Taken together, the two strong statements of USA resolve added up to the most robust and explicit warning to Russian Federation ever made during the Trump administration and appeared to mark a policy turning point.
President Donald Trump’s administration Thursday accused Russian Federation of a concerted effort to hack the US energy grid and other critical infrastructure.
Moscow is also retaliating against the United Kingdom amid a fallout over the poisoning of a former Russian spy and his daughter in England.
Shaheen, who represents New Hampshire and serves on the Foreign Relations Committee, has been an outspoken supporter of measures meant to counter Russia’s interference in USA elections.
They used their cyber tools “to target Russian journalists and politicians critical of the Russian government; Russian citizens and government officials; former officials from countries bordering Russia; and USA government officials, including cyber security, diplomatic, military and White House personnel”.
The U.S. slapped new sanctions on Russian Federation on Thursday for its alleged interference in the 2016 presidential election and continued efforts to hack American infrastructure.
Sixteen of the Russian individuals and entities sanctioned were indicted on 16 February as part of Mr Mueller’s criminal investigation. “They’re going to have to decide whether they want to be a good actor or a bad actor”.
Russia had no motive to target Skripal, Russian Foreign Minister Sergei Lavrov said, adding that his country would respond by expelling British diplomats “soon”.
Those designated under the congressionally-mandated authorities include Russia’s internal and external intelligence agencies, the Main Intelligence Directorate (GRU), and the Federal Security Service (FSB), respectively.
The alert did not name the nuclear and critical manufacturing targets that it said the hackers had targeted.
These new sanctions on Russian individuals and agencies accused of cyberattacks and interference in the 2016 election are a promising step. Lt. Gen. H. R. McMaster, the national security adviser, whom Mr. Trump reportedly may fire, condemned Russian Federation in a speech on Thursday for being “complicit in Assad’s atrocities” in Syria and conducting more than 100 bombing missions in Eastern Ghouta, as well as being “responsible” for the Skripal poisoning.

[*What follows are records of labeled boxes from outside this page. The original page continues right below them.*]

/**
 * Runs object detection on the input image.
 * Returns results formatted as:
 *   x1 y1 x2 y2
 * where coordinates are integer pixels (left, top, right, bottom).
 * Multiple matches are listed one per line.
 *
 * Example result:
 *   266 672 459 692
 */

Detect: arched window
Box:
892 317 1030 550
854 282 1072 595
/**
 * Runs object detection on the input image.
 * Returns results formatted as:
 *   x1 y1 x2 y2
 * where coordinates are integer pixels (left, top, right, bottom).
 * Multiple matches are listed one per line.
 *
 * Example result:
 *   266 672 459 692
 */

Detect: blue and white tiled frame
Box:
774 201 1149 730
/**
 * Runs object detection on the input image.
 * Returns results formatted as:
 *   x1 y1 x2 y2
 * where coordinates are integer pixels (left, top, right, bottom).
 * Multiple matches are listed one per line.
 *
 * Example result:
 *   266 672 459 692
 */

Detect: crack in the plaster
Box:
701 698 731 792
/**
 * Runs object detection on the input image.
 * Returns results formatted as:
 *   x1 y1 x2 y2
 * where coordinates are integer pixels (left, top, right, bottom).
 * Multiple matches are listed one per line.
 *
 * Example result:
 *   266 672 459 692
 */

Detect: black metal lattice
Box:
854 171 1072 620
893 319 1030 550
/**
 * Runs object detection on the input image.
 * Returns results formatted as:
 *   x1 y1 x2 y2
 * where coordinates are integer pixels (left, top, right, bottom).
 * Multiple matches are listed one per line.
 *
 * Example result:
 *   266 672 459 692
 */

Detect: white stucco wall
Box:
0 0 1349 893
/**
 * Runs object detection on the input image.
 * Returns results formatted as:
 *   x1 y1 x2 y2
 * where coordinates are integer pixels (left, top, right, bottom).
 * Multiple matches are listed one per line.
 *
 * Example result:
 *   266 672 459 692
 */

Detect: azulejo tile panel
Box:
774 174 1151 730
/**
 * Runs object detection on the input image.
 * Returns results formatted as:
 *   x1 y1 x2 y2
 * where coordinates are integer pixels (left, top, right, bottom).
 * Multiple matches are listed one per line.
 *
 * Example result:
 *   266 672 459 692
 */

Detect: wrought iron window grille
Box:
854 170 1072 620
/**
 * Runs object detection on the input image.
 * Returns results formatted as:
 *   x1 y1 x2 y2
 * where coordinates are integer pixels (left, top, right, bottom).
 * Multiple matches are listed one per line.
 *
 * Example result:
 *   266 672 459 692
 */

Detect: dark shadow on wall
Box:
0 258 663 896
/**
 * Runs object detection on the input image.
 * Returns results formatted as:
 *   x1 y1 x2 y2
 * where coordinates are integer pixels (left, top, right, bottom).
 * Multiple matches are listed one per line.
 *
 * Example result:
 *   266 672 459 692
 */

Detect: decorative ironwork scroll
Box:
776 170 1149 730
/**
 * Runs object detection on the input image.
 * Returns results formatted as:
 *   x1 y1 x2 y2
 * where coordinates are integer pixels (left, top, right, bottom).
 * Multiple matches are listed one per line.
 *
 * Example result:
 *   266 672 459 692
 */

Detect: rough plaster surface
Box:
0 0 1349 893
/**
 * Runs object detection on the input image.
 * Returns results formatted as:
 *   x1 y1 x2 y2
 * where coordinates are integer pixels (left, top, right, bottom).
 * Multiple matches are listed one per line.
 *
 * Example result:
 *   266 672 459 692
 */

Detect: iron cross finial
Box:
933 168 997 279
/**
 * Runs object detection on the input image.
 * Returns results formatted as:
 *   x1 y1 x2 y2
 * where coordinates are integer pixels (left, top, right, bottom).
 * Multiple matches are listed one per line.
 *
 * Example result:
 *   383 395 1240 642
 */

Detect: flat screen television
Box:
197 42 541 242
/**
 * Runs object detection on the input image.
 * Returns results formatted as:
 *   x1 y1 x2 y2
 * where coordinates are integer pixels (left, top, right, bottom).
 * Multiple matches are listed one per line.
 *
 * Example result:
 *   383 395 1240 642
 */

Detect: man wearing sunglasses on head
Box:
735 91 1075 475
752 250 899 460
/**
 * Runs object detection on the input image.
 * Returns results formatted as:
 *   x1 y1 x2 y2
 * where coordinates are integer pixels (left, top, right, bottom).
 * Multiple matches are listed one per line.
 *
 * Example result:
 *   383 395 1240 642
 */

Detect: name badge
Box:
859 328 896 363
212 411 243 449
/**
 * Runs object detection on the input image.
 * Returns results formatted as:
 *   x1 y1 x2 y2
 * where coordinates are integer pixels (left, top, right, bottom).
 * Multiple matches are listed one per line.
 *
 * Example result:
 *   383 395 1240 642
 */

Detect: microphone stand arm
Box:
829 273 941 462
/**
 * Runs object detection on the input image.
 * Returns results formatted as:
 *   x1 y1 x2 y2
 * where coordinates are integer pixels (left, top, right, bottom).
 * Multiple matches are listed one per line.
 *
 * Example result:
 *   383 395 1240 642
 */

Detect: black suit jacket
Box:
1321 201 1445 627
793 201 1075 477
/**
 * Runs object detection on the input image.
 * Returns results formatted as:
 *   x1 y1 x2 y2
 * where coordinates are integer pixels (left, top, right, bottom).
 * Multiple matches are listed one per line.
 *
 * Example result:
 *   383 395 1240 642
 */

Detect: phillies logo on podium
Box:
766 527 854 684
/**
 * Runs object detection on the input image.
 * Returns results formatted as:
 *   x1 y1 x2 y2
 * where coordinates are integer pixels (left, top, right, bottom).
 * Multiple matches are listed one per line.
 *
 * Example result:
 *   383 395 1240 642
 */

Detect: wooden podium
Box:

Russian Federation has repeatedly denied all allegations of meddling in the United States election, calling the accusations absurd.
Mueller has reportedly asked witnesses about discussions relating to a potential deal to build a Trump Tower in Moscow.
Peter Carr, a spokesman for Mueller, declined to comment on the Times report about a subpoena, which was the first known time Mueller had demanded materials directly related to Trump’s businesses.
Appearing on CNN’s New Day on Friday morning, the authors of a new on book detailing President Donald Trump’s relationship with Russian Federation throughout the years were asked what they made of Special Counsel Robert Mueller’s bombshell subpoena on Thursday to the Trump Organization seeking documents about its past dealings inside Russian Federation.